Сахара бесконечна, даже если ее преодолевать не на верблюде, а с помощью современного скоростного лайнера. Шел час за часом, а она все еще проплывала у нас под крылом. Осознавая темп движения, понимаешь, эта пустыня, действительно, не такой уж маленький кусочек планеты. Вот видишь, Ева, могла бы ты меня и не будить — все равно я бы увидела Сахару.
Для меня она была бесконечной еще и потому, что, несмотря на все старания, мне так и не удалось заметить, где она кончилась. Там, внизу, этот переход вначале обозначился одинокими кустарниками, затем растительность стала гуще. И, хотя вся она, высушена и покрыта слоем песка, все же — это переход к живой природе. Постепенно пустыня сменила краски — начался буш.
В то время я, конечно, не знала, что такое буш и что мы пролетаем как раз над ним. Но наш попутчик, англичанин, опытный путешественник, хорошо знавший эту трассу, сказал мне, что мы уже давно летам не над Сахарой.
— Начинается лес. Почему он такой желтый? Нет, это не потому, что мы пролетаем высоко над ним. Даже вблизи буш не намного зеленее. Скоро мы будем на месте. Учтите, сейчас начало ноября — в Аккре жарко.

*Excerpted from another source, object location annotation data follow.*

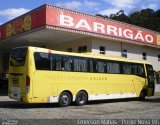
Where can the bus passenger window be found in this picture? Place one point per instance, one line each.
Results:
(127, 69)
(100, 66)
(42, 61)
(67, 64)
(113, 67)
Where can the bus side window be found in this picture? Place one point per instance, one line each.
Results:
(100, 66)
(113, 67)
(58, 63)
(141, 71)
(80, 64)
(67, 63)
(91, 67)
(127, 68)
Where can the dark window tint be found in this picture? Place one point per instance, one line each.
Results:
(158, 58)
(18, 56)
(144, 55)
(113, 67)
(42, 61)
(69, 50)
(82, 49)
(80, 64)
(124, 53)
(127, 68)
(67, 63)
(100, 66)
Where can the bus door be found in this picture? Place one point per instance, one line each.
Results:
(150, 79)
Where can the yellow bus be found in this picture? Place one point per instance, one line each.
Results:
(38, 75)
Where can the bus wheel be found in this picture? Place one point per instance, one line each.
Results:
(64, 99)
(142, 95)
(81, 98)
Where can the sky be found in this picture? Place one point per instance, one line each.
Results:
(9, 9)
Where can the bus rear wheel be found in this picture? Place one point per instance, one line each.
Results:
(81, 98)
(64, 99)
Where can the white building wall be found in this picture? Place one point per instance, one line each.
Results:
(134, 51)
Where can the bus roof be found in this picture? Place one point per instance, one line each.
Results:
(88, 55)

Пассажиры уже начали готовиться к посадке. На первый взгляд это выглядело довольно странно. По проходу прошел мужчина, и через некоторое время появился переодетым. Потом я к этому привыкла, но тогда, в первый раз, меня все удивляло.

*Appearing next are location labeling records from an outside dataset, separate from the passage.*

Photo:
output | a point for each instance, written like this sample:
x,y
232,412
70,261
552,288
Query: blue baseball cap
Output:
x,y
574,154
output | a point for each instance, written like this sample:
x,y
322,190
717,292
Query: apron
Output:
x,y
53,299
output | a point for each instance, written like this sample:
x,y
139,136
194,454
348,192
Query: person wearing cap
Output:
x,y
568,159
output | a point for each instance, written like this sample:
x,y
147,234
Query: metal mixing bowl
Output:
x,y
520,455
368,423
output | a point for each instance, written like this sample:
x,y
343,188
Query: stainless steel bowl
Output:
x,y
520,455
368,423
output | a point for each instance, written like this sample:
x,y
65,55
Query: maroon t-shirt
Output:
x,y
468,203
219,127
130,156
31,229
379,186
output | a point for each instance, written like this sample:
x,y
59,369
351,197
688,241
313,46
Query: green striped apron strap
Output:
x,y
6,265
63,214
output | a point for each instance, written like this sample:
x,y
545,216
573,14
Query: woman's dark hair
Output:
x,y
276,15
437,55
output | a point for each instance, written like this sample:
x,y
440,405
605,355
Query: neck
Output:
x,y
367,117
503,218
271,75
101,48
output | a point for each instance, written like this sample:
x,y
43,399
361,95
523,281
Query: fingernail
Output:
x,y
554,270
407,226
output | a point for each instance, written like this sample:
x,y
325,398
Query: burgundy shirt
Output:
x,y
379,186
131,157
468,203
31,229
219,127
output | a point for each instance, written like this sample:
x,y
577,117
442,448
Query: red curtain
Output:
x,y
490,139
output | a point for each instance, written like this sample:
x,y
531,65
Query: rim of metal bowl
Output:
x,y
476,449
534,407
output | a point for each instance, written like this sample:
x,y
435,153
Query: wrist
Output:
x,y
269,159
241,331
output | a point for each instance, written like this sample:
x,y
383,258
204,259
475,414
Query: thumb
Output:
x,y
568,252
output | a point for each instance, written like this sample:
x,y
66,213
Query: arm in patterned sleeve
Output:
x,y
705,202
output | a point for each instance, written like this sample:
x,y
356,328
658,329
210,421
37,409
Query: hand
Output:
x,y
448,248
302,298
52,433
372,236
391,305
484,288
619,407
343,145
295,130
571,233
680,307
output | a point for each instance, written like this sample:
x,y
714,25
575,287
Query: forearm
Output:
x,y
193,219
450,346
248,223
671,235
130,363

В туалет зашла женщина в теплом костюме и в двух свитерах, а спустя несколько минут появилась в летнем платье и без чулок. Я подумала, что в ее поступке есть смысл. Когда самолет улетал, в Лондоне было холодно, а в Аккре мы попадем в тропическую жару. Поэтому приготовились и мы с Евой, хотя надо сказать, что переодевание мало помогает. Позже у меня было достаточно возможностей убедиться в этом.
Попробуйте представить себе жаркий летний день, когда небо затянуто тучами, на деревьях не шелохнется ни единый листочек, все ждут первого грома и освежающих струй ливня. А не приходилось ли вам зайти в прачечную, когда там кипятят белье? Последнее, пожалуй, лучше всего передает ощущение внезапной влажной жары, когда в течение нескольких секунд все тело становится мокрым. Кожа краснеет, волосы повисают, и вам кажется, что воздуха совсем нет. Примерно так же чувствовали себя и мы с Евой, когда вышли из прохладной кабины и вступили на поданный к самолету трап.

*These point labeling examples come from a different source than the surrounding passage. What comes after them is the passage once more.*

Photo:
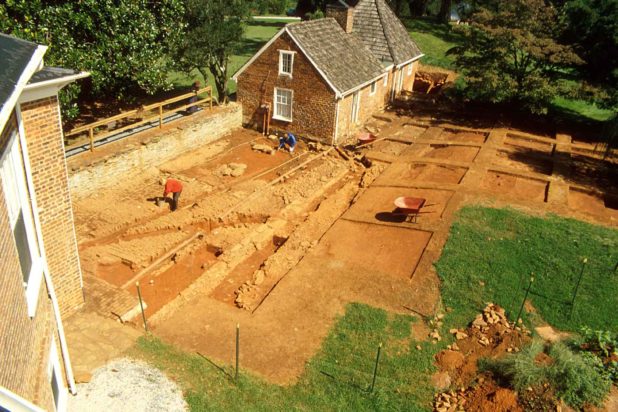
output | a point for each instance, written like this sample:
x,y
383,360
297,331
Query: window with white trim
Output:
x,y
283,104
17,202
286,62
372,90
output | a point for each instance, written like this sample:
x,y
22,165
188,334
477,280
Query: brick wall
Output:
x,y
369,105
24,342
408,78
49,173
85,178
313,107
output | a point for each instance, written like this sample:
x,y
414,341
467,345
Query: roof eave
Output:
x,y
33,65
413,59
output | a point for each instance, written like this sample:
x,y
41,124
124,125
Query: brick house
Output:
x,y
323,78
40,277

Ева вышла первой. Вслед за ней шагнула и я, взяв дочку за руку, которая мгновенно стала мокрой. Чувствовали мы себя обе одинаково. Ева предвкушала встречу с отцом, который прилетел сюда на несколько недель раньше.
Аэродром и окружающая его местность словно утопали во влажных испарениях. Солнечные лучи с трудом проникали сквозь насыщенный влагой воздух. На аэродроме не бросалось в глаза ни одного яркого пятна, очертания людей растворялись, словно в тумане. Вокруг почти ничего не было видно. Со временем к этому привыкаешь и начинаешь видеть Гану во всей ее красоте.
Мы постарались как можно скорее закончить все формальности. И вот, наконец, наш новый дом. Первым делом забираемся под душ. В дальнейшем он стал для нас одним из любимейших в Аккре мест. По нескольку раз в день мы вставали под прохладные струи воды. А в самые первые часы нашего пребывания в Гане душ доставил нам высшее наслаждение.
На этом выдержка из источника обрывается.